SEX SHOCKER
There was a very good reason why one of the troopers in the Royal Scots Greys was known as “The Pretty Dragoon”. He was actually a she. The trooper’s decade-old secret came out when she was brought to doctors with a fractured skull during the Battle of Ramillies in 1706. Not only that, but a fellow trooper passing himself off as her brother turned out to be her husband.
Dublin woman Christian Cavanagh had first joined the army in 1693 after discovering her husband had run off to join the British forces fighting in Flanders. She was to serve in several regiments before finding her husband in the ranks of the Royal Scots in 1704. During that time, she was wounded a least once and captured by the French, but she always managed to avoid her true sex being revealed. She was to serve five years with the Scots Greys before her secret was finally exposed.
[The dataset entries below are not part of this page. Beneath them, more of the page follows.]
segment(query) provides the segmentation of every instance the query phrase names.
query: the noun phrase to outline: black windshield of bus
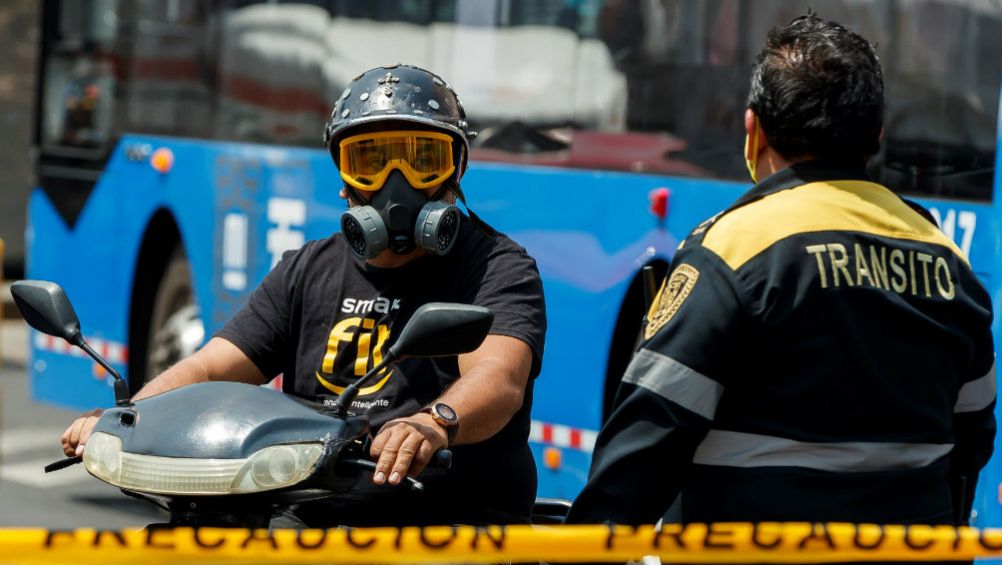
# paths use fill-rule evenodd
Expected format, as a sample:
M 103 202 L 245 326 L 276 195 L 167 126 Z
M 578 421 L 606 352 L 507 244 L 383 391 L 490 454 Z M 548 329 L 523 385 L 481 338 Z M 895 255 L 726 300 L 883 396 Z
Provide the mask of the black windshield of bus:
M 767 30 L 808 2 L 756 0 L 52 0 L 39 142 L 121 132 L 319 147 L 345 84 L 435 70 L 481 131 L 473 157 L 747 182 L 742 114 Z M 814 3 L 877 44 L 874 177 L 990 200 L 1002 5 Z M 52 10 L 50 10 L 52 11 Z

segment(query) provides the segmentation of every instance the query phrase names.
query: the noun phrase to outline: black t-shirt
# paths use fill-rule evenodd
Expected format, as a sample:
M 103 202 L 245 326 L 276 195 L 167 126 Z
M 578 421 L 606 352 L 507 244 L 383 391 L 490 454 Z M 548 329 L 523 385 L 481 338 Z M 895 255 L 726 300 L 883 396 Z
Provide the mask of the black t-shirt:
M 341 234 L 287 252 L 248 304 L 216 335 L 235 344 L 283 389 L 330 403 L 382 359 L 414 311 L 427 302 L 485 306 L 491 334 L 526 342 L 539 372 L 546 332 L 542 283 L 525 249 L 464 222 L 446 256 L 394 268 L 360 261 Z M 352 404 L 373 433 L 438 398 L 459 377 L 455 357 L 408 359 L 371 378 Z M 426 469 L 424 493 L 377 486 L 368 476 L 336 499 L 303 505 L 308 525 L 498 523 L 529 516 L 536 471 L 528 447 L 532 381 L 522 408 L 491 438 L 453 448 L 448 471 Z M 462 425 L 462 422 L 460 423 Z

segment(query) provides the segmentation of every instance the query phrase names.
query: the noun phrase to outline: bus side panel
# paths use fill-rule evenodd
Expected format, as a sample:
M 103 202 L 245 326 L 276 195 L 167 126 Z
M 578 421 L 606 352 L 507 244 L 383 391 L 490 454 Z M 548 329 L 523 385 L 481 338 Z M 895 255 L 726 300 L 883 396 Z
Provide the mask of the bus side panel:
M 734 185 L 711 184 L 592 171 L 471 168 L 464 179 L 471 207 L 523 245 L 543 277 L 548 331 L 536 383 L 539 419 L 597 429 L 609 344 L 627 286 L 640 267 L 654 258 L 669 259 L 681 237 L 739 193 Z M 661 187 L 671 187 L 673 201 L 702 191 L 706 209 L 678 206 L 662 223 L 649 210 L 650 192 Z
M 993 205 L 976 204 L 970 202 L 930 200 L 919 201 L 932 214 L 939 223 L 939 227 L 950 239 L 952 239 L 961 252 L 968 257 L 971 267 L 977 273 L 978 278 L 984 283 L 985 288 L 992 288 L 992 281 L 997 277 L 996 265 L 998 254 L 998 242 L 993 234 L 998 233 L 996 212 Z M 993 303 L 998 311 L 999 296 L 993 293 Z M 999 347 L 999 326 L 998 317 L 992 326 L 995 335 L 995 348 Z M 998 406 L 996 405 L 996 418 L 999 417 Z M 996 456 L 989 461 L 988 465 L 981 472 L 978 480 L 978 490 L 974 500 L 975 519 L 974 525 L 997 526 L 1002 523 L 1002 504 L 999 500 L 999 492 L 1002 489 L 1002 469 L 1000 469 L 1000 438 L 995 438 Z
M 965 204 L 954 202 L 926 203 L 940 220 L 943 231 L 951 236 L 961 250 L 970 248 L 971 265 L 977 271 L 992 297 L 995 317 L 992 333 L 995 337 L 996 358 L 1002 351 L 1002 286 L 994 284 L 1002 272 L 1002 101 L 996 124 L 994 190 L 991 205 L 984 210 L 972 209 Z M 940 209 L 937 210 L 936 208 Z M 966 246 L 965 246 L 966 244 Z M 997 388 L 997 386 L 996 386 Z M 1002 405 L 995 403 L 995 420 L 1002 421 Z M 1002 434 L 995 434 L 995 453 L 988 465 L 981 471 L 978 490 L 974 498 L 974 517 L 971 521 L 977 527 L 1002 526 Z
M 164 148 L 171 151 L 173 166 L 160 173 L 150 166 L 149 155 Z M 131 157 L 138 154 L 144 157 Z M 305 171 L 305 178 L 290 179 L 287 171 L 283 172 L 288 169 L 282 167 L 282 163 L 289 161 L 283 157 L 286 154 L 298 155 L 293 159 L 297 163 L 295 170 Z M 292 226 L 298 232 L 283 222 L 280 213 L 278 224 L 268 226 L 269 213 L 276 215 L 269 211 L 269 204 L 275 200 L 273 195 L 297 197 L 302 209 L 309 203 L 317 204 L 313 210 L 327 210 L 328 213 L 321 214 L 324 221 L 317 222 L 321 228 L 316 232 L 317 237 L 328 235 L 336 226 L 334 220 L 344 208 L 340 204 L 336 212 L 332 210 L 340 202 L 336 190 L 330 191 L 332 197 L 327 202 L 309 202 L 314 186 L 310 161 L 320 164 L 321 156 L 324 166 L 332 168 L 326 156 L 317 151 L 240 144 L 212 144 L 207 150 L 201 142 L 125 136 L 72 228 L 59 217 L 44 192 L 33 193 L 29 225 L 32 239 L 40 244 L 30 251 L 28 276 L 53 280 L 66 289 L 84 335 L 127 377 L 132 283 L 140 245 L 154 213 L 166 210 L 177 223 L 190 263 L 196 300 L 203 313 L 210 313 L 203 317 L 211 334 L 243 303 L 252 285 L 271 268 L 272 258 L 277 260 L 284 249 L 298 247 L 304 239 L 303 220 Z M 257 182 L 262 178 L 271 184 Z M 309 192 L 303 192 L 306 190 Z M 223 219 L 232 211 L 253 218 L 254 226 L 244 232 L 253 239 L 244 244 L 247 254 L 239 266 L 246 271 L 246 284 L 237 292 L 223 289 L 219 282 L 226 269 L 222 252 Z M 275 239 L 281 242 L 281 236 L 290 232 L 292 244 L 288 243 L 288 237 L 284 239 L 284 247 L 269 243 Z M 162 235 L 150 234 L 150 237 Z M 36 361 L 32 365 L 33 394 L 38 400 L 77 409 L 112 403 L 111 381 L 81 353 L 63 345 L 61 340 L 40 335 L 33 336 L 32 350 Z
M 72 228 L 43 191 L 33 191 L 27 276 L 63 286 L 86 339 L 125 375 L 137 232 L 149 204 L 130 207 L 123 197 L 130 186 L 114 169 L 110 164 Z M 35 398 L 78 409 L 113 402 L 111 379 L 82 352 L 37 332 L 32 332 L 32 351 Z
M 587 480 L 631 281 L 651 260 L 669 260 L 681 238 L 747 186 L 480 163 L 463 186 L 472 209 L 523 245 L 542 275 L 548 327 L 531 445 L 539 495 L 574 498 Z M 664 221 L 650 211 L 658 188 L 670 190 Z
Although Cavanagh was kicked out of the army, she was allowed to remain with the troops as a cook. During the fighting at Ath in 1706 she couldn’t resist snatching up a musket. She was shot in the face but survived. Her husband was killed in 1709 but within three months she had married another soldier. He was killed not long after the wedding but Cavanagh then married a Welch Fusilier. By then she was famous and known throughout the army as “Mother Ross”. The petticoat warrior was eventually granted a pension of a shilling a day and when she died in 1739 she was buried with full military honours.